Cette essence, la moins chère de tous les carburants, qui contient 60 à 85% de bioéthanol (issu de la fermentation de betteraves ou céréales) a vu ses volumes consommés croître de 4%, à plus de 350 millions de litres, quand les autres carburants routiers chutaient de 15%, relève la Collective du bioéthanol (Association de la betterave et du sucre et Syndicat des producteurs d'alcool agricole).

Le Superéthanol E-85 forme cependant encore une part très minime des essences, elles-mêmes minoritaires face au gazole qui représente les trois quarts du total.

Le Superéthanol E-85, moins taxé car moins émetteur de CO2 que les carburants fossiles, est utilisable par les véhicules dits "Flex-Fuel", ou par les voitures essence équipées d'un dispositif de conversion homologué.

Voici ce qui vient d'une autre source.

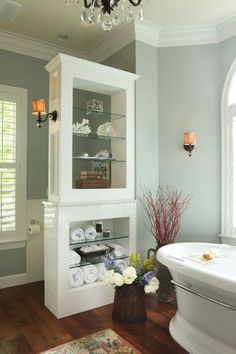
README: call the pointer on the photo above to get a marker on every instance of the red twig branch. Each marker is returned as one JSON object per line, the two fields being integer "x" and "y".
{"x": 164, "y": 210}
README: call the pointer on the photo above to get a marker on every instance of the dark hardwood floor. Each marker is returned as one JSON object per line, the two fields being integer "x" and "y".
{"x": 27, "y": 327}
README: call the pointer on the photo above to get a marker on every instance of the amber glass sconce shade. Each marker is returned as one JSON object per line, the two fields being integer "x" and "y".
{"x": 39, "y": 110}
{"x": 189, "y": 142}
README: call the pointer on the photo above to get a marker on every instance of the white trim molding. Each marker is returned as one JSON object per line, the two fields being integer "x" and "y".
{"x": 186, "y": 36}
{"x": 31, "y": 47}
{"x": 226, "y": 28}
{"x": 13, "y": 280}
{"x": 147, "y": 32}
{"x": 9, "y": 245}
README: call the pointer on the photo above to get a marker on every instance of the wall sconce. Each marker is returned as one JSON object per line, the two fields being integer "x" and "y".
{"x": 39, "y": 110}
{"x": 189, "y": 142}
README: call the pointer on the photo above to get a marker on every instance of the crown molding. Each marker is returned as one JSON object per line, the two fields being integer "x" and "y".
{"x": 186, "y": 36}
{"x": 146, "y": 32}
{"x": 226, "y": 28}
{"x": 112, "y": 44}
{"x": 28, "y": 46}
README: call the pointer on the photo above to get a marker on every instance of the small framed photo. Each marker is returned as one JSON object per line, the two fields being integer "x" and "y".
{"x": 94, "y": 105}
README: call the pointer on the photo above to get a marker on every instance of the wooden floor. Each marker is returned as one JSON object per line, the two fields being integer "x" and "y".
{"x": 27, "y": 327}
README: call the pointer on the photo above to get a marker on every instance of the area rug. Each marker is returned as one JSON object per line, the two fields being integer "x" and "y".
{"x": 103, "y": 342}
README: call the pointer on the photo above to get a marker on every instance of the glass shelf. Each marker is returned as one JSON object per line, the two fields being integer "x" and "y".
{"x": 113, "y": 236}
{"x": 97, "y": 261}
{"x": 94, "y": 158}
{"x": 98, "y": 115}
{"x": 98, "y": 137}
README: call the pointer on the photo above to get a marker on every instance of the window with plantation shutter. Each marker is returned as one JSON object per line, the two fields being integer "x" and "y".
{"x": 13, "y": 118}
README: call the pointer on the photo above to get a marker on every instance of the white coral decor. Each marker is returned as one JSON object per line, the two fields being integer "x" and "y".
{"x": 129, "y": 275}
{"x": 118, "y": 279}
{"x": 152, "y": 286}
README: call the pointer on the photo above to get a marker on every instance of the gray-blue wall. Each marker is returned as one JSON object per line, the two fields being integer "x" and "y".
{"x": 189, "y": 100}
{"x": 29, "y": 73}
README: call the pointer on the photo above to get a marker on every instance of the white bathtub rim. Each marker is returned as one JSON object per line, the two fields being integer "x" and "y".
{"x": 193, "y": 340}
{"x": 202, "y": 273}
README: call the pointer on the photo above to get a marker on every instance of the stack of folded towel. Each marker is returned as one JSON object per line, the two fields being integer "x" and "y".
{"x": 90, "y": 273}
{"x": 122, "y": 264}
{"x": 76, "y": 277}
{"x": 119, "y": 250}
{"x": 74, "y": 258}
{"x": 78, "y": 234}
{"x": 101, "y": 269}
{"x": 90, "y": 232}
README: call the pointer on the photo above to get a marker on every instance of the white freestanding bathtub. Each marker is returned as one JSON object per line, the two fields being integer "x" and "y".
{"x": 205, "y": 321}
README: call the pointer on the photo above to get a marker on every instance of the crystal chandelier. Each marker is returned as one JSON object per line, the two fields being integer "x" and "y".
{"x": 108, "y": 12}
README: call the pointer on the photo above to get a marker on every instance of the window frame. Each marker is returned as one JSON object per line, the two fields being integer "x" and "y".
{"x": 18, "y": 238}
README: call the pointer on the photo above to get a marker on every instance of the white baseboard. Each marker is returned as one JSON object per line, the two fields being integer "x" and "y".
{"x": 13, "y": 280}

La filière demande aux pouvoirs publics d'élargir l'accès aux boîtiers de conversion aux véhicules de 15 CV et plus et à ceux équipés de filtres à particules. Selon elle, cette demande est "en passe d'être acceptée" et rendrait éligibles environ neuf véhicules du parc essence sur 10.

Ce carburant a aussi bénéficié en 2020 d'un réseau de distribution en forte croissance, avec désormais plus de 2.300 stations approvisionnées (+32% en un an), soit plus d'une sur quatre.

Total notamment a triplé son réseau en deux ans, avec 750 stations équipées et un développement qui se poursuivra en 2021, indique le groupe.

Quant au SP95-E10 (jusqu'à 10% d'éthanol), compatible avec la quasi-totalité du parc roulant, il représentait en décembre 50,6% du marché des essences (plus de 4,7 milliards de litres en 2020).